D’après le rapport de la commission des finances du Sénat sur la « rente immobilière : mythes et réalités », datant de novembre 2017, les prélèvements obligatoires relatifs au logement représentaient 67,9 milliards d’euros en 2016, 28% de plus qu’il y a dix ans. Le niveau des prélèvements sur le patrimoine immobilier se situe à 3,3% du PIB et est en augmentation de 39%… ce qui classe la France au second rang des pays de l’OCDE derrière le Royaume-Uni (3,8%), mais bien avant les États-Unis (2,6%) et l’Allemagne (0,8%). La charge supplémentaire ainsi supportée par le contribuable français, relativement à son voisin d’outre-Rhin, est de 50 milliards d’euros. Rien de surprenant lorsque l’on constate que le logement fait l’objet d’une imposition à toutes les étapes économiques.

Suppression de la taxe d'habitation et de l'ISF : les effets pervers

Comme la taxe d’habitation va être supprimée, il faudra trouver des nouvelles recettes. L’idée toxique qui circule est simple : calculer la taxe foncière en fonction des revenus. En gros, rendre l’impôt toujours plus progressif. Et pour financer les départements dépassés par la dépense sociale ? On parle d’augmenter le taux maximum des DMTO.

Ces deux ballons d’essai ont été démentis par le gouvernement, mais il faut rester vigilant, car les perspectives de croissance sont plus faibles que ce que le gouvernement avait initialement prévu.

Et, pour faire passer la pilule de la suppression de l'ISF sur les biens mobiliers, le gouvernement a encore accentué le discours sur la taxation d'une - pseudo - rente immobilière, en fixant à l’IFI (véritable usine à gaz dont on n'a connu les modalités que quelques jours avant les déclarations…) un nouvel objectif : celui d'orienter l'épargne vers les investissements dits productifs, comme les placements mobiliers, par opposition aux investissements immobiliers.

Le problème est tout de même la qualification de l'activité immobilière comme « non productive » qui est plus qu'hypothétique. Il reste, en effet, à le démontrer dans la mesure où l'immobilier (construction + activités immobilières) constitue chaque année 16,4% de la valeur ajoutée française. Bientôt la barre des 70 milliards de taxation sera passée et on s’apercevra qu’il est urgent de faire machine arrière pour le logement, pour la construction et pour la croissance. D’ici là, il va falloir serrer les dents. Et payer beaucoup d’impôts.

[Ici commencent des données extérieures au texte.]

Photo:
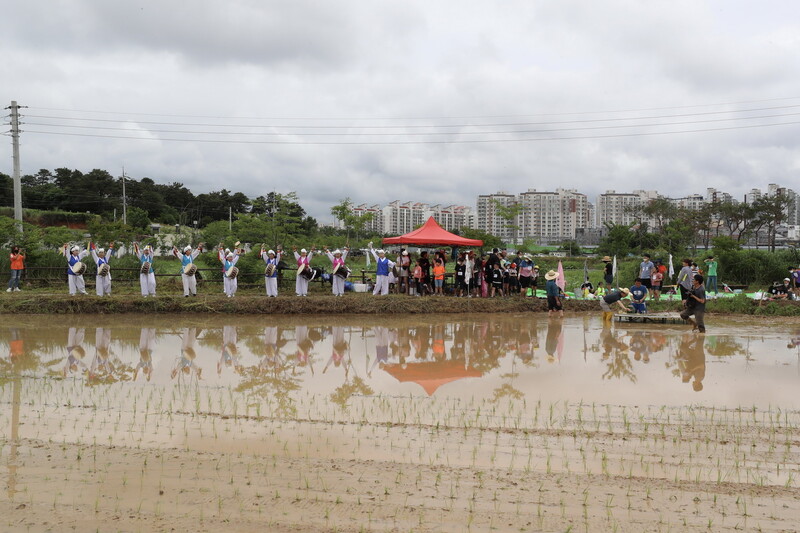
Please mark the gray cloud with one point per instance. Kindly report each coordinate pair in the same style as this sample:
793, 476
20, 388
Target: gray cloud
362, 64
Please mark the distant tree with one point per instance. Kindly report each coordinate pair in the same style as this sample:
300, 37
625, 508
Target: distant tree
509, 214
138, 219
343, 211
619, 241
489, 241
770, 212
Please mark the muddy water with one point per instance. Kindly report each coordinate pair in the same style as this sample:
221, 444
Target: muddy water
464, 358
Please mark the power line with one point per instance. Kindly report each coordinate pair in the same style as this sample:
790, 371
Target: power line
495, 132
631, 110
395, 126
457, 141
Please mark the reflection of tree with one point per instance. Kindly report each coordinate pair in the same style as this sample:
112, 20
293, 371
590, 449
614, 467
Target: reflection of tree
507, 390
615, 354
724, 346
348, 389
273, 383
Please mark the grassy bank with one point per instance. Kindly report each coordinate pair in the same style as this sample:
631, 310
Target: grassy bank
36, 302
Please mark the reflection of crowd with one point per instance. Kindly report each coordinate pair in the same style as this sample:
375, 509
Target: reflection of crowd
276, 354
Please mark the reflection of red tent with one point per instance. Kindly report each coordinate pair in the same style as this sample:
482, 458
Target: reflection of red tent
432, 233
431, 374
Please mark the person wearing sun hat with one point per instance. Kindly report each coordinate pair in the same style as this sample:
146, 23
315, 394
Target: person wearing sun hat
303, 259
553, 294
103, 277
337, 258
147, 280
187, 258
608, 272
74, 255
271, 280
611, 298
382, 267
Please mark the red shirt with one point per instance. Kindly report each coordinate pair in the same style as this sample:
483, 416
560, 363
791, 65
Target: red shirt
17, 262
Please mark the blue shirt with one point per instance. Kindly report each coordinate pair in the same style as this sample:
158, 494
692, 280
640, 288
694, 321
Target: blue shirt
638, 293
382, 268
645, 268
551, 288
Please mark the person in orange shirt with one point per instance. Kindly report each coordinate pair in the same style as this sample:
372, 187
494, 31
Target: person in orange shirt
438, 277
17, 266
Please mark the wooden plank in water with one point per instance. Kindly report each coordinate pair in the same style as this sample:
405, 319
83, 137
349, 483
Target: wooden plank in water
653, 318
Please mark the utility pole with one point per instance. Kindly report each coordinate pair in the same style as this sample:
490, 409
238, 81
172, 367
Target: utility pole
124, 199
15, 160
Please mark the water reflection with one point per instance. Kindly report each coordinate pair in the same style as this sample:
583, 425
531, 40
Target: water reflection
496, 356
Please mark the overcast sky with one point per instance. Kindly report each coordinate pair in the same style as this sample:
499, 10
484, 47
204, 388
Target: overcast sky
414, 100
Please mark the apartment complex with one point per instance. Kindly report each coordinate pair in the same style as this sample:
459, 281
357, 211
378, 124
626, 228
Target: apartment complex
548, 216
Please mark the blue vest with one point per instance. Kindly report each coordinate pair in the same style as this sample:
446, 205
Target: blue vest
382, 267
72, 260
147, 259
273, 262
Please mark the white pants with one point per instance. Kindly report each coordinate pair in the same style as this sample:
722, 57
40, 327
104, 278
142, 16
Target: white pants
301, 286
189, 284
338, 285
272, 286
230, 285
103, 284
381, 285
148, 284
76, 284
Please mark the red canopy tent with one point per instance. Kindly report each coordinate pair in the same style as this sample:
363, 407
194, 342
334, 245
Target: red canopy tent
431, 375
432, 233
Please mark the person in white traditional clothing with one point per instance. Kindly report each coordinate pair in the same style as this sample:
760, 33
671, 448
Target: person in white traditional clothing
185, 364
147, 276
101, 367
337, 258
187, 261
303, 260
147, 340
103, 277
230, 352
403, 272
75, 281
229, 277
271, 274
76, 352
382, 267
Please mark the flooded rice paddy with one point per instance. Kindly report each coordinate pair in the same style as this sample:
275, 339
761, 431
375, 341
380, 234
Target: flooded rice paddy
510, 422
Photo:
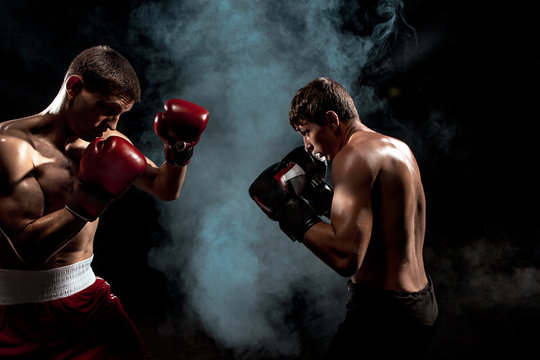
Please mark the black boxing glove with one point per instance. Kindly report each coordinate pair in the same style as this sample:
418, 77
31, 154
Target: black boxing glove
313, 187
274, 192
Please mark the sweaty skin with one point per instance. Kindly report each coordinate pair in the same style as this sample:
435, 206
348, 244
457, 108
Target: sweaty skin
376, 233
39, 157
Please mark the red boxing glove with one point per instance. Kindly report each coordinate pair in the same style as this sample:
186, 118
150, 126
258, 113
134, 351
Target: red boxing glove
180, 126
106, 170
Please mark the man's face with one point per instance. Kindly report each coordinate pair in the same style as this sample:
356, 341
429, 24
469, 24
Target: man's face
318, 139
93, 113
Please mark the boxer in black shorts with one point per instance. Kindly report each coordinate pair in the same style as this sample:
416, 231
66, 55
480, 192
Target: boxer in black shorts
377, 213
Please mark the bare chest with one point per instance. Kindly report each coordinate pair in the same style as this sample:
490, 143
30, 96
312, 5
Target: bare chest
55, 173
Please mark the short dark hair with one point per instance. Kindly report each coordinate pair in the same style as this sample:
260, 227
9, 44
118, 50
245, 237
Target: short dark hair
319, 96
105, 70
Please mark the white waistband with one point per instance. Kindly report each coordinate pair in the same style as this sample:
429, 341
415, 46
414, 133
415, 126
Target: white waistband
26, 286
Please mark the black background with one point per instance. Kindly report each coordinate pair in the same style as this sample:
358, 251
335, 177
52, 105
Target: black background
482, 74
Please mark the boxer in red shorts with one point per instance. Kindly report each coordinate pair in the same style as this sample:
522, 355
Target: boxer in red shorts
59, 170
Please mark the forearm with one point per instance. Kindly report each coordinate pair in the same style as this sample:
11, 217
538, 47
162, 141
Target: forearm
165, 182
42, 238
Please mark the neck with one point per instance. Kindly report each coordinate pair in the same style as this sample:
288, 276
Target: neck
54, 123
349, 129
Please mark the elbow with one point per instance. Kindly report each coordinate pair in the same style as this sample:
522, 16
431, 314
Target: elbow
169, 196
346, 266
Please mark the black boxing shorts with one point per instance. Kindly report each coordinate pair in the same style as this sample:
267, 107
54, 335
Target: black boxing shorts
382, 323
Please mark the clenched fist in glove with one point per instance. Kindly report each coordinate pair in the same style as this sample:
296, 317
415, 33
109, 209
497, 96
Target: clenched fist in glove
311, 184
106, 170
274, 191
180, 126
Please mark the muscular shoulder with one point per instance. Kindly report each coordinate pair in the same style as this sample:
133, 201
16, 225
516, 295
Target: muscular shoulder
17, 157
368, 154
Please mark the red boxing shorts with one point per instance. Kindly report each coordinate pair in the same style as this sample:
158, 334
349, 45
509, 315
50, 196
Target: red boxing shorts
58, 320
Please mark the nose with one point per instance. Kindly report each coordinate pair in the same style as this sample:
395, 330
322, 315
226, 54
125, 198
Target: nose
307, 145
112, 122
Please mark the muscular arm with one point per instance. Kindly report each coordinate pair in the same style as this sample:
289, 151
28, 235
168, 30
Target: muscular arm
164, 182
35, 237
342, 244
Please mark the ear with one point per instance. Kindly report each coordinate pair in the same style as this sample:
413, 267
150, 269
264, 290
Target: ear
332, 119
74, 85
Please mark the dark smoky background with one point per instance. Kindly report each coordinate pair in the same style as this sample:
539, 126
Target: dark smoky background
208, 276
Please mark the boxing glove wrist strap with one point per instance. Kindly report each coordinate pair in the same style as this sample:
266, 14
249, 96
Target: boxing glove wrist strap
178, 157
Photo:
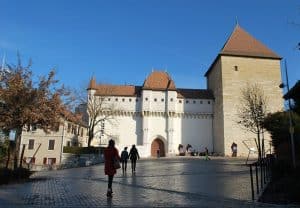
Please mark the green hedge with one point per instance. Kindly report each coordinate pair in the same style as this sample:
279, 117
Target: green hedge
83, 150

Les solutions proposées par l’iFRAP

Les propositions de la Fondation iFRAP en la matière sont les suivantes : supprimer l’IFI qui ne rapportera pas la recette escomptée et qui coûte cher à prélever ; soumettre les revenus fonciers non plus au barème de l’IR, mais au PFU (4) (30% tout compris) comme les autres revenus du capital ; revenir au régime de plus-values de cessions immobilières antérieur à la réforme Fillon, à savoir l'exonération à 100% sur la taxation et plus-values, y compris les prélèvements sociaux, après 15 ans de détention ; et, enfin, réduire les DMTO.

L’idéal serait d’arriver à une baisse de la fiscalité immobilière située entre 10 et 15 milliards d’euros.

Un cocktail de baisse d’impôts qui permettra d’augmenter la mobilité et de faire baisser les prix du logement. Ce n’est vraisemblablement pas pour tout de suite, mais il n’est jamais trop tôt pour proposer de bonnes idées.


  1. Consulter, Costes, N. et El Kasmi, S. (2013), Les freins à la mobilité résidentielle pénalisent-ils la qualité de l’appariement sur le marché du travail ? Trésor Eco, n°116. Van Ommeren, J. et van  Leuvensteijn,

M. (2005), New evidence of the effect of transaction costs on residential mobility, Journal of regional Science, 45:681-702, voir CPO, rapport particulier n°5, Les prélèvements obligatoires sur le capital des ménages, janvier 2018.

  1. Tous ces chiffres sont le fruit d'une expérience de bailleur d’un immeuble de 10 appartements entièrement rénovés.
  2. Les taxes dites « ménages » sont : la taxe d’habitation, la taxe foncière sur le bâti et la taxe foncière sur le non-bâti.
  3. PFU : prélèvement forfaitaire unique.